## Aligning rasters: A step-by-step breakdown

This notebook aligns input rasters with a base reference raster. The implict purpose, reflected in the datasets used here, is to align rasters so that raster math operations can be performed between the rasters

In [3]:
import os, sys
import re
import pprint
# from pprint import pprint

import numpy as np

import rasterio
from rasterio import features, transform
from rasterio.mask import mask
from rasterio.transform import Affine
from rasterio.warp import calculate_default_transform, reproject, Resampling

import pandas as pd
import geopandas as gpd

import shapely
from shapely.geometry import shape, box, Polygon

File paths

In [4]:
geo_dir = r'P:\PAK\GEO'
pop_dir = r'Population\HRSL'

data_dir = r'../../data'
acc_dir = r'access'
rast_dir = r'rast_inputs'


Projections

In [5]:
dest_crs = 'EPSG:32642'
dcrs_int = re.findall('[0-9]+',dest_crs)[0]

Useful functions

In [6]:
# Lightly adapted from https://gis.stackexchange.com/questions/290030/what-does-it-mean-to-reproject-a-satellite-image-from-utm-zone-13n-to-wgs84

def reproject_tif(source_file, destination_file,dest_crs):
    """Re-projects tif at source file to destination CRS at destination file.

    Args:
        source_file: file to re-project
        destination_file: file to store re-projection

    Returns:
        destination_file: where the re-projected file is saved at
    """

    with rasterio.open(source_file) as src:
        dst_crs = dest_crs
        transform, width, height = calculate_default_transform(
            src.crs,
            dst_crs,
            src.width,
            src.height,
            *src.bounds
        )

        kwargs = src.meta.copy()
        kwargs.update({
            'crs': dst_crs,
            'transform': transform,
            'width': width,
            'height': height,
            "compress":'LZW'
        })

        with rasterio.open(destination_file, 'w', **kwargs) as dst:
            for i in range(1, src.count + 1):
                reproject(
                    source=rasterio.band(src, i),
                    destination=rasterio.band(dst, i),
                    src_transform=src.transform,
                    src_crs=src.crs,
                    dst_transform=transform,
                    dst_crs=dst_crs,
                    resampling=Resampling.nearest,
                    num_threads=-1
                )

        return destination_file

### Load in rasters

Load in the base raster we are using as a template so we can match up exactly to its grid and cell size

In [9]:
base_rast_pth = os.path.join(data_dir,acc_dir,r'current/211021/Current_dry_District_HQs.tif')

In [21]:
with rasterio.open(base_rast_pth, 'r') as base_src:
    base_rast = base_src.read(1)
    base_idx = base_src.index
    base_profile = base_src.meta.copy()
    base_tform = base_src.transform   

In [11]:
# Generate a bounding box from the extent of the base raster

bds = rasterio.warp.array_bounds(base.shape[0],base.shape[1],base_tform)
base_bbox = box(bds[0],bds[1],bds[2],bds[3])

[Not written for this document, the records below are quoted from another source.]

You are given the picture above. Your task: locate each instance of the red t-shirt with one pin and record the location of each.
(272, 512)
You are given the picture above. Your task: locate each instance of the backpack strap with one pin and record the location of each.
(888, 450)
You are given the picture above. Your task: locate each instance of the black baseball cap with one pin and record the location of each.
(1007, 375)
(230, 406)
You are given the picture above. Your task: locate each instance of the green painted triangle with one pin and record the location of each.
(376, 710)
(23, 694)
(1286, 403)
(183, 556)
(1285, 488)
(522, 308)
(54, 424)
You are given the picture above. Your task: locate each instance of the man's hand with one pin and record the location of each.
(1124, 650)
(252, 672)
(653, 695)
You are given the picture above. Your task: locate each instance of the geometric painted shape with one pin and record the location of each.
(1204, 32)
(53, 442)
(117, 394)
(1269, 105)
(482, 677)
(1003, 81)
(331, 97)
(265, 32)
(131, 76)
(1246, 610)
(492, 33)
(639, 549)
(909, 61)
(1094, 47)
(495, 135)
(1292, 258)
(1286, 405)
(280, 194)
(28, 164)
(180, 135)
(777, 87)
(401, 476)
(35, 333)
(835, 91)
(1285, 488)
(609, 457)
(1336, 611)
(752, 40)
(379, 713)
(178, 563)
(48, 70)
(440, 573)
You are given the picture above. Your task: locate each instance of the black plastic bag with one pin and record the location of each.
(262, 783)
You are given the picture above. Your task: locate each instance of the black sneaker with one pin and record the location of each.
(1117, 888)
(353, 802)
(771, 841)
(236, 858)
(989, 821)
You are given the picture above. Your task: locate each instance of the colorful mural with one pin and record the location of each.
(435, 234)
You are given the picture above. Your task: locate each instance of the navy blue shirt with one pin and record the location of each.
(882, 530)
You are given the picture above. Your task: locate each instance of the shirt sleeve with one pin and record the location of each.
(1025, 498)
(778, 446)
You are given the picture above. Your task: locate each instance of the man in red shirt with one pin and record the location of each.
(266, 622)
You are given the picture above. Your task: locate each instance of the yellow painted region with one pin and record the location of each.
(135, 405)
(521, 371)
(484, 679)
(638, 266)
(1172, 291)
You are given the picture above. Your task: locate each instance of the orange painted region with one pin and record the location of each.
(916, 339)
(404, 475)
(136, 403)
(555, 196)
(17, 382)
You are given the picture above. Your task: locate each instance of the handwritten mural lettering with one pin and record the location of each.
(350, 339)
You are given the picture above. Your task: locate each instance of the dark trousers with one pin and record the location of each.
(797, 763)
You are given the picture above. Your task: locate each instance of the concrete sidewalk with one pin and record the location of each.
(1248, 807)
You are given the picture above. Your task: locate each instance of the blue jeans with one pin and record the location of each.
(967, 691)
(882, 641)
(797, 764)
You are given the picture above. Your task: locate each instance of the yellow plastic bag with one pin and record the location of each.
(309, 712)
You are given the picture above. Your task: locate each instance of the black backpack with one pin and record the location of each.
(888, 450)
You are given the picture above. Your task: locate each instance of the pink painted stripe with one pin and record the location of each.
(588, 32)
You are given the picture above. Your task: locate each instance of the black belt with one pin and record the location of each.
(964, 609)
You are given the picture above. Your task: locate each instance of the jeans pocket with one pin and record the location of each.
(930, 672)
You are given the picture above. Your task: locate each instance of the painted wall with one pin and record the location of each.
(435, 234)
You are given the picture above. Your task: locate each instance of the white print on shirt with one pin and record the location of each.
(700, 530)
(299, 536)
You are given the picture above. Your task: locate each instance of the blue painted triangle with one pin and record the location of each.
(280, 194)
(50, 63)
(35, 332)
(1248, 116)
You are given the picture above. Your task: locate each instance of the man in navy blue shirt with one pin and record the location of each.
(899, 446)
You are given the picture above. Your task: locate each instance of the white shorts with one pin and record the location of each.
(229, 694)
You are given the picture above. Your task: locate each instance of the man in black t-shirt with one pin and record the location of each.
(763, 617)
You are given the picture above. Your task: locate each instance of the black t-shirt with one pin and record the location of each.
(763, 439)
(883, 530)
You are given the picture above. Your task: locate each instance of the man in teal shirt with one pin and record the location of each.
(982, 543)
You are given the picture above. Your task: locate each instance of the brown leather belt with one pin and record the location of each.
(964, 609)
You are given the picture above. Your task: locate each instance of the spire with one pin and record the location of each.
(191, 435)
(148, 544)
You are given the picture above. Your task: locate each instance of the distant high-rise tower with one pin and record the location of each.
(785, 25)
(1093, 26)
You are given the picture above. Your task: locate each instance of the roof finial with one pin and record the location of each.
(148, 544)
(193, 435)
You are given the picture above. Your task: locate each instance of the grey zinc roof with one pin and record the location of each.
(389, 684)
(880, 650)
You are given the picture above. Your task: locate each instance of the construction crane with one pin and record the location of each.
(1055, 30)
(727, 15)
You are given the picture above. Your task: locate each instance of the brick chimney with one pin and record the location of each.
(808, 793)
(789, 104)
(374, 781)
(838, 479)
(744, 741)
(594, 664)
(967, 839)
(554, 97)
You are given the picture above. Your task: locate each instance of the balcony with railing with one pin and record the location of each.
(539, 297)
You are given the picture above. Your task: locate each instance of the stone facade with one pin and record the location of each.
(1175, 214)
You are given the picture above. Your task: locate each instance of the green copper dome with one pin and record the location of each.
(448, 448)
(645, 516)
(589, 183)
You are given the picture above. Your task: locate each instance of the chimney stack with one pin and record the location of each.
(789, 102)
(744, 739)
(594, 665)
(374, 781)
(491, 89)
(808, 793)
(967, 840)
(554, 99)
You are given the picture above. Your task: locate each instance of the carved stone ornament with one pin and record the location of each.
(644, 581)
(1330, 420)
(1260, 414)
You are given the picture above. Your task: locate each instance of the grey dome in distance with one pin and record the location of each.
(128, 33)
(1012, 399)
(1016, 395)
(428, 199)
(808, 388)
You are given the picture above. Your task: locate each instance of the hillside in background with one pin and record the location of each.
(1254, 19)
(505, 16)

Load in raster to transform

In [12]:
trast_pth = os.path.join(geo_dir,pop_dir,r'kp_general_v15_32642.tif')

In [17]:
with rasterio.open(trast_pth, 'r') as trast_src:
    
    trast_in = trast_src.read(1)
    trast_profile = trast_src.profile

In [37]:
base_profile

{'driver': 'GTiff',
 'dtype': 'float32',
 'nodata': -99999.0,
 'width': 17193,
 'height': 21136,
 'count': 1,
 'crs': CRS.from_epsg(32642),
 'transform': Affine(28.23254382673943, 0.0, 502425.3974356071,
        0.0, -31.766168813716423, 4114847.74964671)}

In [19]:
trast_profile

{'driver': 'GTiff', 'dtype': 'float64', 'nodata': nan, 'width': 16041, 'height': 23286, 'count': 1, 'crs': CRS.from_epsg(32642), 'transform': Affine(27.765518519322814, 0.0, 522444.34588665137,
       0.0, -27.765044582909745, 4094862.6691058525), 'tiled': False, 'compress': 'zstd', 'interleave': 'band'}

### Reproject / transform and export

In [84]:
# create a blank array of the correct dimensions to populate while reprojecting
trast_transformed = np.zeros(base_rast.shape, np.float32)

# reproject + transform

with rasterio.Env():
    reproject(
        trast_in,
        trast_transformed,
        src_transform=trast_profile['transform'],
        src_crs=trast_profile['crs'],
        dst_transform=base_profile['transform'],
        dst_crs=base_profile['crs'],
        resampling=Resampling.med) # change to your preferred resampling methodology
    
# set to float32 to reduce size
trast_transformed = trast_transformed.astype(np.float32)

Check out resulting data

In [86]:
trast_transformed.shape

(21136, 17193)

In [87]:
np.nansum(trast_in)

36735331.69212351

In [90]:
# eliminate 0s -- this is specific to HRSL data
trast_transformed = np.where(trast_transformed == 0, np.nan, trast_transformed)

In [97]:
np.nansum(trast_transformed)

32406410.0

In [94]:
trast_transformed

array([[nan, nan, nan, ..., nan, nan, nan],
       [nan, nan, nan, ..., nan, nan, nan],
       [nan, nan, nan, ..., nan, nan, nan],
       ...,
       [nan, nan, nan, ..., nan, nan, nan],
       [nan, nan, nan, ..., nan, nan, nan],
       [nan, nan, nan, ..., nan, nan, nan]], dtype=float32)

Export

In [91]:
export_profile = base_profile.copy()
export_profile.update({
    "dtype":'float32',
    "height": trast_transformed.shape[0],
    "width": trast_transformed.shape[1],
    "transform": base_profile['transform'],
    "nodata" : np.nan,
    "compress":'ZSTD'})

In [95]:
# export aligned raster

with rasterio.open(os.path.join(data_dir,f'kp_general_v15_32642_aligned_med.tif'),'w',**export_profile) as dst:
    dst.write(trast_transformed,indexes=1)